Open LukasDrude opened 7 years ago

LukasDrude commented 7 years ago

@faroit

I would like to use mir_eval.separation.evaluate to evaluate the separation performance (SDR, SIR, SNR) of a separation system in the presence of noise.

We may assume the following:

x_1: Clean speech, speaker 1 x_2: Clean speech, speaker 2 n: Additive noise

Now we may have a system S, which estimates three (possible permuted) enhanced signals: z_1: Enhanced signal 1 z_2: Enhanced signal 2 z_3: Enhanced signal 3

How would I use the function mir_eval.separation.evaluate to evaluate the result, since it currently only allows K reference signals and K target signals but does not have an additional input for noise signals.

If we find a good solution, we may add it to the docs later.

faroit commented 7 years ago

I am not sure if I understand your setup. Maybe I don't really understand what the three estimates would represent? Can you explain this in more detail, please? Also, in speech enhancement people are more using perceptual quality evaluation measures such as pesq. So I am not sure if bsseval would be the best fit here.

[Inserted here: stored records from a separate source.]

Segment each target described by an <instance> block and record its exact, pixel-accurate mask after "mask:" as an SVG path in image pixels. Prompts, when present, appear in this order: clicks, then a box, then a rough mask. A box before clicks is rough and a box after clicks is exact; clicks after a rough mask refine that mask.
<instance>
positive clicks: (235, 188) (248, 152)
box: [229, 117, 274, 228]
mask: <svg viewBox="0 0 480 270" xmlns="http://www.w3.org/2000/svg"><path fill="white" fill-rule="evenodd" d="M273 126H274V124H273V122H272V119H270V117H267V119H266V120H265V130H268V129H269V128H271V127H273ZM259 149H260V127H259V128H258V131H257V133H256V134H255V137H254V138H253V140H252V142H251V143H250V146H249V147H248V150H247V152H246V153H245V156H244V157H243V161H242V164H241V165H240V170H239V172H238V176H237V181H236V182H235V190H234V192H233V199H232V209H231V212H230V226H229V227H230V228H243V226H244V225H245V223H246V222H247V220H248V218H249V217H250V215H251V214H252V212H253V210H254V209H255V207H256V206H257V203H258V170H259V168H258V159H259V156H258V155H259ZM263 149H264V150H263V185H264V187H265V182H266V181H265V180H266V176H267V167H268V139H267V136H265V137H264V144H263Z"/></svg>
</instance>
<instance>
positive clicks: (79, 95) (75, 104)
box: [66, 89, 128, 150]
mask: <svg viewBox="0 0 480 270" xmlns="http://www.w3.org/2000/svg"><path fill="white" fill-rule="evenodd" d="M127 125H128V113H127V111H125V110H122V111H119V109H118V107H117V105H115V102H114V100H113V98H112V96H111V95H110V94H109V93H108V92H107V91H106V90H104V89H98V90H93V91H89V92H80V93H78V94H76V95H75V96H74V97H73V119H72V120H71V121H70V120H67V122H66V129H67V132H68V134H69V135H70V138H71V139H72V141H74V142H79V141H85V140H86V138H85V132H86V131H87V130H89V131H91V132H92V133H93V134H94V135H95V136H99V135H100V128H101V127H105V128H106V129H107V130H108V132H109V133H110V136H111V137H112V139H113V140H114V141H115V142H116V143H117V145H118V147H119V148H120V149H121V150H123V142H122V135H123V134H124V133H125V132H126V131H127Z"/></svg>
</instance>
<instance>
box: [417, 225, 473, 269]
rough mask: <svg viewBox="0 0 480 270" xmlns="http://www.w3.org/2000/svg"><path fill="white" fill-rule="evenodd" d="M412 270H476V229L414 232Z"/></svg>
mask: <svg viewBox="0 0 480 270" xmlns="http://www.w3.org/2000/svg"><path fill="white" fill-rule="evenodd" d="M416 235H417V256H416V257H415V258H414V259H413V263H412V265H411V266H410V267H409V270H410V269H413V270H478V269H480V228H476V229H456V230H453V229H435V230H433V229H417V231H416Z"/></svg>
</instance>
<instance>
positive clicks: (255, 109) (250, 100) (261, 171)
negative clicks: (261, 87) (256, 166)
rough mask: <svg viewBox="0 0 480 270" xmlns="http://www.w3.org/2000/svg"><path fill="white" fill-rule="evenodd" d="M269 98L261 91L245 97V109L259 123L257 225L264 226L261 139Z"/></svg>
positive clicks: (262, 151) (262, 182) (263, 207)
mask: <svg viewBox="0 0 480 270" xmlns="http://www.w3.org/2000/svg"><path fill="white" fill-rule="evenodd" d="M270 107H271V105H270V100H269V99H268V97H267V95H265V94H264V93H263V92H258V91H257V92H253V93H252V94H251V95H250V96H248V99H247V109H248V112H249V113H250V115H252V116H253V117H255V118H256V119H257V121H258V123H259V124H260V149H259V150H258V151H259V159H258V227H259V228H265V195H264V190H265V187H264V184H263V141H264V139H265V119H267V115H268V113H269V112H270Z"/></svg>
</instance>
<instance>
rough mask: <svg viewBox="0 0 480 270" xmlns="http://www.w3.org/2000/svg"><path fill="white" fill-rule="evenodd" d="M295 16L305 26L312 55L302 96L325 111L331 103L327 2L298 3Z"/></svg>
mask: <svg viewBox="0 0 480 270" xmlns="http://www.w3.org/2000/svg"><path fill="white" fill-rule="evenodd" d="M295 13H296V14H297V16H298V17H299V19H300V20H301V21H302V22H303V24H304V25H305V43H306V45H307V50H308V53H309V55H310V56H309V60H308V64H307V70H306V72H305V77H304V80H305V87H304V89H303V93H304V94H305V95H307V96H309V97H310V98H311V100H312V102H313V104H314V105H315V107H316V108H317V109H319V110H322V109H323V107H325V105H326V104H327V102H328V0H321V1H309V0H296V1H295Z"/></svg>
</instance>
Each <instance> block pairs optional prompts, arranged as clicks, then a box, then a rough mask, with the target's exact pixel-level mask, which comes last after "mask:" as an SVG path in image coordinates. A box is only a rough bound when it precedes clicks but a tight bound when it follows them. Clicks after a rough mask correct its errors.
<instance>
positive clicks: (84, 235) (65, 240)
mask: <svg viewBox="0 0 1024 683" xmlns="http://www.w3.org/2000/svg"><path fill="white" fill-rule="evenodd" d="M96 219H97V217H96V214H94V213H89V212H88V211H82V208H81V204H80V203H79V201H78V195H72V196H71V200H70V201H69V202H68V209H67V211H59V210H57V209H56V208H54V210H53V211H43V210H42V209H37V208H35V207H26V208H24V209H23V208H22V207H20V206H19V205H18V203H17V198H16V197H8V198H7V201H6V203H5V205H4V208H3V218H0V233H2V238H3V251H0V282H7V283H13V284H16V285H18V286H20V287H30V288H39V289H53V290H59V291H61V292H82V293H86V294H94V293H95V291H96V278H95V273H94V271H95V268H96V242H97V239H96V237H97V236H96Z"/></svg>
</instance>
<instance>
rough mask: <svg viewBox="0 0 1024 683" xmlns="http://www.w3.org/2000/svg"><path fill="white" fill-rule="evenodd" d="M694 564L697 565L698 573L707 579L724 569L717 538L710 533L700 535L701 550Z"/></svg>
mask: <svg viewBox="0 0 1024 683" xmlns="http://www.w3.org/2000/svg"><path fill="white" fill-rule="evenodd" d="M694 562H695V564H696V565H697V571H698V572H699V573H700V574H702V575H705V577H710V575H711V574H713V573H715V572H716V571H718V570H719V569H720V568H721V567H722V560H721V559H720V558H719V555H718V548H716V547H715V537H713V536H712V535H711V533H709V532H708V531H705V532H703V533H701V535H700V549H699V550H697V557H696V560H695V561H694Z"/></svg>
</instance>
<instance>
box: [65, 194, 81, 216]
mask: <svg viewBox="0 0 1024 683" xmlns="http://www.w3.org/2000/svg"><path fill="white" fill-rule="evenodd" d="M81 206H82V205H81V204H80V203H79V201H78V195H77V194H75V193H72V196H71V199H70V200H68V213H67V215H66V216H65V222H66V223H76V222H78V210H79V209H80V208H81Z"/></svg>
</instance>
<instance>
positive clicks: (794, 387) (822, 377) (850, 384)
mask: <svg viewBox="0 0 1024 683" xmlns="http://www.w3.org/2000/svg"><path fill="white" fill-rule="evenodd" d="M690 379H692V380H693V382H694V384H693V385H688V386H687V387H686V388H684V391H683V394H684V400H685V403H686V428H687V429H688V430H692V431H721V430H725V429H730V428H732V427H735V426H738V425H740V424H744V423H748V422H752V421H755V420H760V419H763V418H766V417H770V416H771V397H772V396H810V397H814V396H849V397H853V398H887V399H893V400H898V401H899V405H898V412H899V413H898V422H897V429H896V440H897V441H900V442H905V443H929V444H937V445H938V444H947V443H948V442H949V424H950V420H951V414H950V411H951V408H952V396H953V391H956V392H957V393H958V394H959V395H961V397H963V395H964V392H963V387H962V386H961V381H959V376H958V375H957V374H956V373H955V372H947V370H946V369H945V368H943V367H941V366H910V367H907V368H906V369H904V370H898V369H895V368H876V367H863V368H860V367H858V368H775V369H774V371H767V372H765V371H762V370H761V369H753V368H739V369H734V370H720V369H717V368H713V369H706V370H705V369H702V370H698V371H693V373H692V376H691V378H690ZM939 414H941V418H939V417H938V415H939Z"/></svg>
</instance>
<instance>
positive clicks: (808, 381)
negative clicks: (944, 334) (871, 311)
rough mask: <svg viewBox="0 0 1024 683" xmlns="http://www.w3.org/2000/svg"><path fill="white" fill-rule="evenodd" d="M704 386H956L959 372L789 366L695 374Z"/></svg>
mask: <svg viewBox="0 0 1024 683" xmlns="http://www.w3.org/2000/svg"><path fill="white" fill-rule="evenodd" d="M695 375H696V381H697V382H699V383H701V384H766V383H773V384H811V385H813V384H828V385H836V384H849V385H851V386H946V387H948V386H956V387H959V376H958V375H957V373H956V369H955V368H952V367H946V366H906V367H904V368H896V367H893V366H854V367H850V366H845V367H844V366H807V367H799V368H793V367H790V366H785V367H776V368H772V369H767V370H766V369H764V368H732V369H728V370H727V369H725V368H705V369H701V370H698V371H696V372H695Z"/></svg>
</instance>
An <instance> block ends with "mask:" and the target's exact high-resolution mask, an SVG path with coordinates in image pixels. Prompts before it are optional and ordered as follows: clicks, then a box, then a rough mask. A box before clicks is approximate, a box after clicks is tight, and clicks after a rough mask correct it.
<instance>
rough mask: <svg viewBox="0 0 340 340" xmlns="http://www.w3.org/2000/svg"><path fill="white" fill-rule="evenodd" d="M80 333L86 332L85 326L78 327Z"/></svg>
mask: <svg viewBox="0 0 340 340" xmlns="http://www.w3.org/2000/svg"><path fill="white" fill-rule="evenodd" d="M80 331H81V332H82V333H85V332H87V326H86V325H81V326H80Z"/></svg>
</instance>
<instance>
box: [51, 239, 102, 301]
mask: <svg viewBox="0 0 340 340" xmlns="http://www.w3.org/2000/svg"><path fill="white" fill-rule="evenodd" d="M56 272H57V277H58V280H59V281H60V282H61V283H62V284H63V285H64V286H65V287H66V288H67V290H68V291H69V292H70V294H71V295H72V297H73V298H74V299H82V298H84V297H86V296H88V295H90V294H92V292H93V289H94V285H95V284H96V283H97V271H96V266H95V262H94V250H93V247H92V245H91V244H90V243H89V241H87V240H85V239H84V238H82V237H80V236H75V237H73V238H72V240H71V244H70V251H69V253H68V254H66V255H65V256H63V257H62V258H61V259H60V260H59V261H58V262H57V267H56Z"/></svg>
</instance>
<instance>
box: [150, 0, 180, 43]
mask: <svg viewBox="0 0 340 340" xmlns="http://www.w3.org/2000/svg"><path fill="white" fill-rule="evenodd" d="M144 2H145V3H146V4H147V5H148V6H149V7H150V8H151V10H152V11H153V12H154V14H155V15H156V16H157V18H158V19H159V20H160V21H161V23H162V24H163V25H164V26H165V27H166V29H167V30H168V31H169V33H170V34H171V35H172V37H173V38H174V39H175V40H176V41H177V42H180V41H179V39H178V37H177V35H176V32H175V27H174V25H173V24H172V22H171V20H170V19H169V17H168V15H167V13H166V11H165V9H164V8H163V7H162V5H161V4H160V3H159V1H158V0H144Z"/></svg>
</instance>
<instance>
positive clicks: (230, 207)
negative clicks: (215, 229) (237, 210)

aliutkus commented 7 years ago

I think there are several things to say on this matter, and two main routes for dealing with that issue

A/ having noise image

=> To me, the best practice is hence to always know the true noise, as well as the true "target" source images, for evaluation.

If this is not the case and you only know target sources, and not the actual images along with the true noise, this raises the related interesting question: => how to estimate the image of those two sources withing the mix, as well as a further image for the noise?

This question is probably ill-posed, because it requires some prior assumptions on what noise should be like. If we are to implement this computation of the target images + noise within the evaluation function, this means we are going to arbitrarily make such an assumption for computation. That said, since these computations DO NOT use the estimates, but only the references and the mix, it is ok we are not going to have flaws as in the case of bsseval_sources that exploits the estimates to compute references. However, I don't see a particular consensus in how to compute these "groundtruth images" from the groundtruth sources. Anyways, this would appear as a separated module that has no particular connection with mir_eval.

B/ trying all combinations

A simple solution could be to simply try all the possible combinations, and to just discard the input source that gives the worst performance as being the noise source. This would allow inputing +1 estimate, at the cost of doing more computations. Still, doing this actually DOES NOT totally solve the problem I see with your setup, because it probably means using bsseval_sources, which I again strongly advise you not to do.